September 23, 2009

Sun Devils enjoying friendly turnover competition

During his Monday press conference, Arizona State football coach Dennis Erickson said turnover margin is football's most important statistic.

Surely, regardless of the competition, he's got to be proud of his team's ability to play turnover-free football while creating eight takeaways. Don't think his players haven't noticed either.

"We have an ongoing bet with the [defensive backs] about who's leading in picks and I think we're up 5-1 now," senior linebacker Mike Nixon said. "We've got bragging rights until they change that."

When asked about the friendly wager, junior cornerback Omar Bolden was visibly peeved. He rolled his head and dropped his helmet and shoulder pads to the ground in disgust.

"We've got a big opportunity this week to get on top," Bolden said. "[The linebackers] definitely got us but I'm not going to take anything away from those guys. They do their thing, much credit goes to them, but we're just trying to catch up."

In order to gain ground on the linebacking corps, the secondary will have to do one hell of a job against Georgia's senior quarterback Joe Cox, who's put together back-to-back quality outings.

Everyone knows about Cox's biggest threat, sophomore wide receiver A.J. Green, especially Bolden. Green made Bolden look bad on a couple of occasions during last year's tilt in Tempe, en route to gaining a career-high 159 receiving yards.

"I believe he got the best of me last year," Bolden said of Green. "He's great. He's young, he's talented and he's definitely a playmaker."

One would be foolish to think Georgia's talent at receiver starts and ends with Green, though.

For the first time this season, ASU will have to pay attention to legitimate pass-catching tight end. Orson Charles is an athletic 6-3, 230-pound freshman who will certainly demand plenty of attention down the middle of the field.

Then there's x-factor Branden Smith, a speedy freshman cornerback who's also seen some time on the offensive side of the ball. Smith took a reverse 61 yards to the house against South Carolina on Sept. 12. And don't forget about Georgia's second and third options at receiver, redshirt freshman Tavarres King (6-1, 180) and senior Michael Moore (6-1, 210).

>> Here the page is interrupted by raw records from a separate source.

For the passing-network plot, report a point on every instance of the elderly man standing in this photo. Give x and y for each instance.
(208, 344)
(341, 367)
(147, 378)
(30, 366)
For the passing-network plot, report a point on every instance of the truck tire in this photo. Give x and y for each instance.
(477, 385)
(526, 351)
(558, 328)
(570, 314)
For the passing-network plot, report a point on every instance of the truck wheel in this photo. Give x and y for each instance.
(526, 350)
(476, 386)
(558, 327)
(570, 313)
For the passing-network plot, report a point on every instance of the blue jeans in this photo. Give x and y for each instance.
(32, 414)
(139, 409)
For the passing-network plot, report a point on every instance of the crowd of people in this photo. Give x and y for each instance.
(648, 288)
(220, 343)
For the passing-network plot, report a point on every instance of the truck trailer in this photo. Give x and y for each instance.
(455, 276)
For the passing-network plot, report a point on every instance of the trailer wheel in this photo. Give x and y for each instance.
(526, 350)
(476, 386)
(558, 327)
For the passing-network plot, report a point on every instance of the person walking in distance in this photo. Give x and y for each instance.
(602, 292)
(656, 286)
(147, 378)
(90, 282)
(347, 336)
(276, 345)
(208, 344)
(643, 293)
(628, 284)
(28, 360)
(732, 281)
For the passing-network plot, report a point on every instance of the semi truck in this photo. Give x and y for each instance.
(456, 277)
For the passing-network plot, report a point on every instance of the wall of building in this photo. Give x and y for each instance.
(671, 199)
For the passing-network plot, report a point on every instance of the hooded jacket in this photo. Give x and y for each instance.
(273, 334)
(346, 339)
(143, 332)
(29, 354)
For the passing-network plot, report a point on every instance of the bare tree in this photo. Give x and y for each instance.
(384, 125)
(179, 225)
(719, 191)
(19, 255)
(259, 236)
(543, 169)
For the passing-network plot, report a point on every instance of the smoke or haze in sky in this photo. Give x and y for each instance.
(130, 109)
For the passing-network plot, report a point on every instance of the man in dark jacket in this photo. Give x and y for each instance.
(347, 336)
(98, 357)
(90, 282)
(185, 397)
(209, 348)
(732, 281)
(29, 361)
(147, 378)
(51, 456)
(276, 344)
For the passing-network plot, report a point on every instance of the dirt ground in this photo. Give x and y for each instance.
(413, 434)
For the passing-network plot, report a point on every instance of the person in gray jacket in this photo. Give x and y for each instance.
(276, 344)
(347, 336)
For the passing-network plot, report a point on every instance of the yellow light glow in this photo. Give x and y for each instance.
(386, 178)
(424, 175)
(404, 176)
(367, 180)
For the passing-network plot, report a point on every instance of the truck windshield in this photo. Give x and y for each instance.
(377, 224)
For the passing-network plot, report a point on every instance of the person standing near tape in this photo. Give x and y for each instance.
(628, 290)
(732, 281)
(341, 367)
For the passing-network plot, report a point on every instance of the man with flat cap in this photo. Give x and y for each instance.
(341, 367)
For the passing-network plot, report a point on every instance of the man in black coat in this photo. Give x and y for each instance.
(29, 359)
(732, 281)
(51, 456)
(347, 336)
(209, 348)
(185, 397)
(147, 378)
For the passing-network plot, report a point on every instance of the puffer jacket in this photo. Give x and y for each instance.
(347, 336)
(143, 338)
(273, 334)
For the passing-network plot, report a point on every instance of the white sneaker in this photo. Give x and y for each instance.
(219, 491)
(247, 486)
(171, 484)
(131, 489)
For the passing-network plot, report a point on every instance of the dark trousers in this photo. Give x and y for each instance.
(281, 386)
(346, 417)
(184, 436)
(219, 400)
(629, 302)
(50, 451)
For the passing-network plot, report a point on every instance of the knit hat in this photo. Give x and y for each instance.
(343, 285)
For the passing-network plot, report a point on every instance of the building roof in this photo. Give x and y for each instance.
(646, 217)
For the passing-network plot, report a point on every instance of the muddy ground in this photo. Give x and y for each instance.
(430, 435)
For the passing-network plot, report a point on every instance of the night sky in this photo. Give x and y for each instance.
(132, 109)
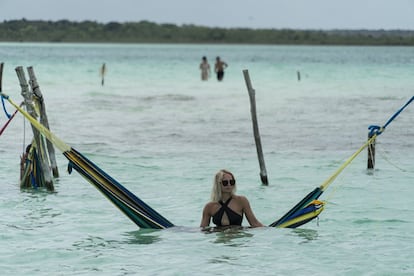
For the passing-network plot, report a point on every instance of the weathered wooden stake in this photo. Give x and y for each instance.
(371, 153)
(38, 139)
(263, 173)
(43, 118)
(1, 75)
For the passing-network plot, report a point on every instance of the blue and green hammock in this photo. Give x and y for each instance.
(146, 217)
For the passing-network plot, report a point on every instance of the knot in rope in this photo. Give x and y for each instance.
(4, 106)
(375, 130)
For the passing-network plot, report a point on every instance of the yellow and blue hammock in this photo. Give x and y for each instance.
(146, 217)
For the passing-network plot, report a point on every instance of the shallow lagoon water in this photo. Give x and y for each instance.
(163, 133)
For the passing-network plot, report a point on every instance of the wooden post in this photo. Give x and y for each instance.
(371, 153)
(263, 173)
(1, 75)
(38, 139)
(43, 118)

"Against maybe some of the teams we've played, if you make a mistake, we've got other guys who could run [the ball carrier] down," Nixon said. "Teams like this, if you a make a mistake they're getting 30 or 40 yards. What we really got to do is focus on playing sound football."

Just last week alone, Cox tossed four passing touchdowns that went for at least 25 yards. Despite admitting to have a chronic shoulder injury last week, Cox showed he can still make all the throws.

"Cox is nice," Bolden said. "He's not Matthew Stafford but he's definitely a real good quarterback. He can throw it on the money and he can zip it in there. He's got a real strong arm."

As big a problem as the Georgia receiving corps appears to be, the ASU receivers pose a similar threat to a struggling Georgia secondary. Weather and offensive line permitting, the Sun Devils passing attack could do work against a unit that's given up an average of 285.3 yards per game.

"Contrary to what anybody believes, we can put up points," senior wide receiver Kyle Williams said. "It doesn't matter who it's against, we've got a good offensive scheme and we got a guy back there who makes good decisions with the football and takes care of the football … [The passing yards Georgia has given up] shows us they're vulnerable, yes, but again they gave up a lot of points to teams that weren't us."